Kia is getting ready to reveal its first dedicated electric vehicle.
The brand’s first vehicle on the new e-GMP architecture has been spied testing ahead of its debut this year.
The Electric Global Modular Platform will first debut on the Ioniq 5, which will be followed by crossovers for the Kia and Genesis brand in short order.
Codenamed CV, it has a more curvaceous, organic design than the sharply-creased Ioniq 5 that’ll arrive in Australia around the middle of this year.
Like the Ioniq 5, however, the CV is decidedly low and sleek for a crossover.
It’s expected to look a lot like the Kia Imagine concept revealed at the 2019 Geneva motor show.
Given the Ioniq 5 appears to have transitioned from Hyundai 45 concept to production car with few changes, that bodes well for the CV to hew closely to the Imagine concept in terms of exterior styling.
Interior styling is another matter – the Imagine’s 21 cascading phone screens splayed across the dashboard is pure concept car bravado.
If it follows its Hyundai cousin closely, the CV – or whatever it’ll be called – will be roughly as long and wide as a Hyundai Tucson, albeit lower.
Measuring 4630mm long, 1890mm wide and 1600mm tall on a 3000mm wheelbase, the Ioniq 5 is identical in length to the new Tucson and 15mm wider, although the electric car has a lower roofline by 65mm and a 245mm longer wheelbase.
Leaked specs from Hyundai Austria and published on The Korean Car Blog reveal the Ioniq 5 will have Tesla-rivalling range when it launches. It will offer up to 550km of all-electric range on the tougher WLTP test with the larger 73kWh battery option, and 450km with the smaller 58kWh battery.
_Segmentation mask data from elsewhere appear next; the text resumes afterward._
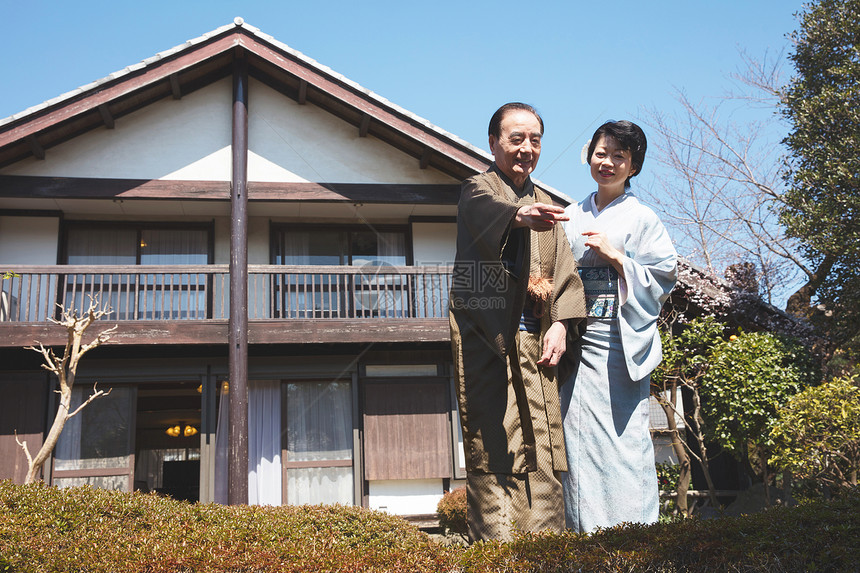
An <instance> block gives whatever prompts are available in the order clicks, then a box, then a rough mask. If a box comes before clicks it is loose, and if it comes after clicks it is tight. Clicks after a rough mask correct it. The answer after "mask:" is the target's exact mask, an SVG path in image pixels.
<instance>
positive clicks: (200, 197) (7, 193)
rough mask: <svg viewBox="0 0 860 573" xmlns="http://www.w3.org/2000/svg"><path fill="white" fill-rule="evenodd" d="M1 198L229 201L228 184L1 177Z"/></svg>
mask: <svg viewBox="0 0 860 573" xmlns="http://www.w3.org/2000/svg"><path fill="white" fill-rule="evenodd" d="M0 197H8V198H11V197H29V198H36V199H60V198H65V199H191V198H196V199H220V200H222V201H227V200H229V199H230V182H229V181H169V180H168V181H165V180H161V179H98V178H89V177H40V176H29V175H0Z"/></svg>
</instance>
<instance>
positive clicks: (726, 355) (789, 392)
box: [700, 332, 820, 472]
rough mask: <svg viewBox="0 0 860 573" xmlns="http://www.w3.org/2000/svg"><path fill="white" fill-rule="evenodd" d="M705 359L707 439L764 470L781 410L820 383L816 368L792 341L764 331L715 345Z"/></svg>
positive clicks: (740, 459) (704, 415) (730, 339)
mask: <svg viewBox="0 0 860 573" xmlns="http://www.w3.org/2000/svg"><path fill="white" fill-rule="evenodd" d="M708 361H709V363H710V367H709V368H708V371H707V373H706V374H705V376H704V378H703V379H702V383H701V387H700V393H701V395H702V398H703V400H704V405H703V407H702V414H703V415H704V419H705V428H706V435H707V436H708V437H709V438H711V439H713V440H714V441H716V442H717V443H718V444H719V445H720V446H722V447H723V448H724V449H725V450H726V451H728V452H729V453H731V454H732V455H733V456H734V457H735V458H736V459H738V460H740V461H748V462H749V463H750V464H753V460H754V459H757V460H758V462H759V463H758V464H753V467H751V468H750V469H753V470H754V471H756V472H758V471H759V470H765V469H767V466H766V465H765V464H766V461H767V457H768V456H769V454H770V452H771V448H772V447H773V440H772V438H771V430H772V428H773V427H774V425H775V424H776V420H777V418H778V413H777V412H778V410H779V407H780V405H781V404H784V403H785V402H786V401H787V400H788V398H789V397H791V396H793V395H795V394H798V393H799V392H801V391H802V390H803V389H804V388H806V387H808V386H810V385H813V384H815V383H816V382H818V380H819V379H820V378H819V376H820V373H819V371H818V369H817V366H816V364H815V363H814V362H813V360H812V359H811V357H810V355H809V353H808V351H806V350H805V349H804V348H803V347H801V346H800V345H798V344H797V343H796V342H794V341H792V340H789V339H786V338H783V337H779V336H776V335H773V334H770V333H767V332H750V333H741V334H740V335H739V336H736V337H731V339H730V340H727V341H722V342H719V343H718V344H716V345H715V346H714V347H713V348H712V349H711V350H710V355H709V357H708ZM756 465H758V466H760V467H754V466H756Z"/></svg>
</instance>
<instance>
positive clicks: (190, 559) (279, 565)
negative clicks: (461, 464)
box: [0, 481, 860, 573]
mask: <svg viewBox="0 0 860 573" xmlns="http://www.w3.org/2000/svg"><path fill="white" fill-rule="evenodd" d="M858 540H860V495H858V493H857V492H856V491H855V492H852V493H849V494H846V495H844V496H842V497H840V498H838V499H833V500H830V501H826V502H814V503H809V504H805V505H802V506H799V507H793V508H774V509H771V510H769V511H766V512H763V513H760V514H756V515H751V516H742V517H739V518H719V519H712V520H698V519H689V520H685V521H682V522H673V523H660V524H655V525H651V526H641V525H639V526H635V525H634V526H626V527H616V528H613V529H608V530H604V531H600V532H598V533H595V534H593V535H579V534H575V533H570V532H567V533H564V534H560V535H556V534H539V535H535V534H524V535H521V536H519V537H518V538H517V539H516V540H515V541H513V542H510V543H500V542H481V543H475V544H473V545H471V546H469V547H457V546H450V545H444V544H439V543H434V542H433V541H432V540H431V539H430V537H429V536H427V535H426V534H424V533H422V532H421V531H419V530H418V529H417V528H416V527H415V526H412V525H410V524H408V523H406V522H405V521H403V520H402V519H400V518H398V517H395V516H391V515H387V514H385V513H380V512H376V511H371V510H367V509H362V508H357V507H346V506H283V507H255V506H233V507H227V506H220V505H215V504H189V503H186V502H179V501H174V500H171V499H169V498H164V497H159V496H156V495H154V494H145V495H144V494H140V493H130V494H129V493H120V492H110V491H105V490H98V489H94V488H89V487H82V488H69V489H57V488H54V487H49V486H45V485H41V484H33V485H27V486H20V485H13V484H12V483H11V482H9V481H0V571H14V572H20V573H35V572H39V573H53V572H59V571H64V572H65V571H80V572H88V573H89V572H92V573H101V572H105V573H107V572H111V573H115V572H121V573H137V572H141V573H143V572H146V573H161V572H165V573H166V572H171V573H174V572H192V571H195V572H196V571H201V572H202V571H205V572H207V573H208V572H215V573H220V572H228V571H229V572H231V573H232V572H257V571H259V572H276V571H277V572H293V571H295V572H298V571H303V572H304V571H307V572H317V571H342V572H358V571H362V572H364V571H367V572H383V571H385V572H387V571H416V572H423V571H427V572H431V571H432V572H434V573H435V572H451V573H459V572H463V573H472V572H474V573H484V572H487V573H489V572H514V571H516V572H521V571H524V572H529V571H531V572H561V571H607V572H608V571H613V572H614V571H645V572H647V571H655V572H656V571H661V572H671V571H690V572H698V571H702V572H704V571H767V572H794V571H797V572H800V571H804V572H806V571H860V543H858Z"/></svg>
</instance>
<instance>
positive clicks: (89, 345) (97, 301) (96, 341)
mask: <svg viewBox="0 0 860 573" xmlns="http://www.w3.org/2000/svg"><path fill="white" fill-rule="evenodd" d="M58 306H59V308H60V320H55V319H51V322H53V323H55V324H57V325H59V326H62V327H64V328H65V329H66V332H67V337H66V346H65V349H64V350H63V355H62V358H60V357H58V356H57V355H56V354H55V353H54V351H53V349H51V348H45V346H44V345H43V344H42V343H41V342H37V344H38V345H39V347H38V348H36V347H35V346H28V347H27V350H33V351H35V352H38V353H39V354H41V355H42V358H43V359H44V364H42V368H44V369H45V370H48V371H49V372H53V373H54V374H55V375H56V376H57V381H58V382H59V390H58V391H57V393H58V394H59V396H60V399H59V403H58V405H57V413H56V415H55V416H54V422H53V423H52V424H51V427H50V429H49V430H48V434H47V436H46V437H45V441H44V442H43V444H42V447H41V448H40V449H39V451H38V453H37V454H36V455H35V456H32V457H31V454H30V451H29V448H28V447H27V442H26V441H24V442H20V441H18V445H19V446H21V449H22V450H23V451H24V455H25V456H26V458H27V468H28V469H27V476H26V478H25V479H24V483H31V482H33V481H35V480H36V478H37V476H38V474H39V472H40V470H41V468H42V466H43V465H44V463H45V461H47V459H48V457H49V456H50V455H51V452H52V451H53V450H54V448H55V447H56V445H57V442H58V441H59V439H60V434H61V433H62V431H63V428H64V427H65V425H66V422H67V421H68V420H69V419H70V418H71V417H72V416H75V415H76V414H78V413H79V412H80V411H81V410H83V409H84V408H85V407H86V406H88V405H89V404H90V403H91V402H92V401H93V400H95V399H96V398H100V397H102V396H106V395H108V394H110V390H108V391H107V392H104V391H103V390H98V389H97V388H96V385H95V384H94V385H93V393H92V394H91V395H90V396H89V397H88V398H87V399H86V400H85V401H84V402H83V403H82V404H80V405H79V406H78V407H77V408H75V410H74V411H72V412H70V411H69V410H70V407H71V403H72V388H73V386H74V384H75V377H76V376H77V369H78V364H79V363H80V359H81V357H82V356H83V355H84V354H86V353H87V352H89V351H90V350H92V349H94V348H97V347H98V346H100V345H102V344H104V343H105V342H107V341H108V340H109V339H110V335H111V333H113V332H115V331H116V329H117V325H114V326H113V327H112V328H109V329H107V330H103V331H102V332H100V333H99V334H98V335H96V337H95V339H94V340H93V341H92V342H90V343H88V344H84V343H83V337H84V334H85V333H86V331H87V329H88V328H89V327H90V326H91V325H92V324H93V322H95V321H97V320H99V319H100V318H102V317H104V316H107V315H108V314H110V313H111V312H112V311H111V309H110V308H109V307H108V306H105V307H104V308H99V304H98V300H97V299H96V298H94V297H90V306H89V308H88V309H87V310H86V311H85V312H83V313H81V314H78V313H77V312H76V311H75V310H74V309H66V308H64V307H63V306H62V305H58ZM16 441H17V434H16Z"/></svg>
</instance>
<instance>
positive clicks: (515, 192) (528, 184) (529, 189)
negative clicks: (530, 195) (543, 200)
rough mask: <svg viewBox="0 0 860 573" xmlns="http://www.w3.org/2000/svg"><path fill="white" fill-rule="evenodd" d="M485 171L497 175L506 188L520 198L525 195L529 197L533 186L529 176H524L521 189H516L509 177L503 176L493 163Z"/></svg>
mask: <svg viewBox="0 0 860 573" xmlns="http://www.w3.org/2000/svg"><path fill="white" fill-rule="evenodd" d="M487 171H492V172H493V173H495V174H497V175H498V176H499V178H500V179H501V180H502V181H504V182H505V184H506V185H507V186H508V187H510V188H511V189H513V190H514V192H515V193H516V194H517V195H518V196H520V197H525V196H526V195H529V194H531V193H532V187H534V184H533V183H532V178H531V176H526V180H525V182H524V183H523V188H522V189H518V188H517V186H516V184H515V183H514V182H513V180H512V179H511V178H510V177H508V176H507V175H505V174H504V173H502V170H501V169H499V166H498V165H496V163H495V162H493V164H492V165H490V168H489V169H487Z"/></svg>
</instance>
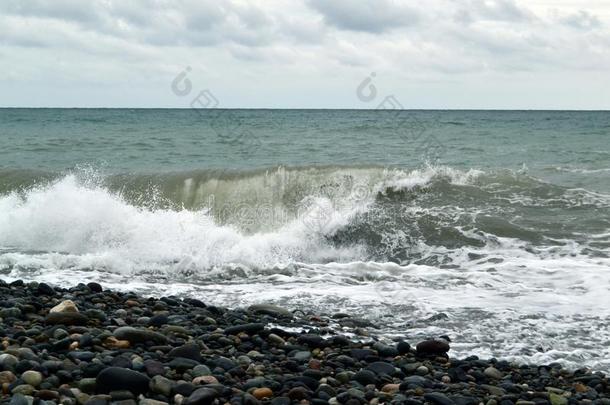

The Ioniq 5 will also offer dual-motor all-wheel drive and a total system output of 230kW of power, good for a 5.2 second sprint to 100km/h.
Like the Porsche Taycan, the E-GMP platform will make use of an 800V architecture for ultra-rapid charging at up to 350kW. That means an 80 per cent charge in just 18 minutes, or up to 100km of range in just five minutes connected to the right kind of charger.
Kia is planning an aggressive rollout of electric vehicles, saying it wants to launch seven such vehicles by 2027 and have 11 battery-electric vehicles in total by 2025.
The company is aiming for 25 per cent of its sales volume to come from electrified vehicles by 2029. By 2025, it hopes EVs to account for 20 per cent of its sales in “advanced markets” like Korea, North America and Europe.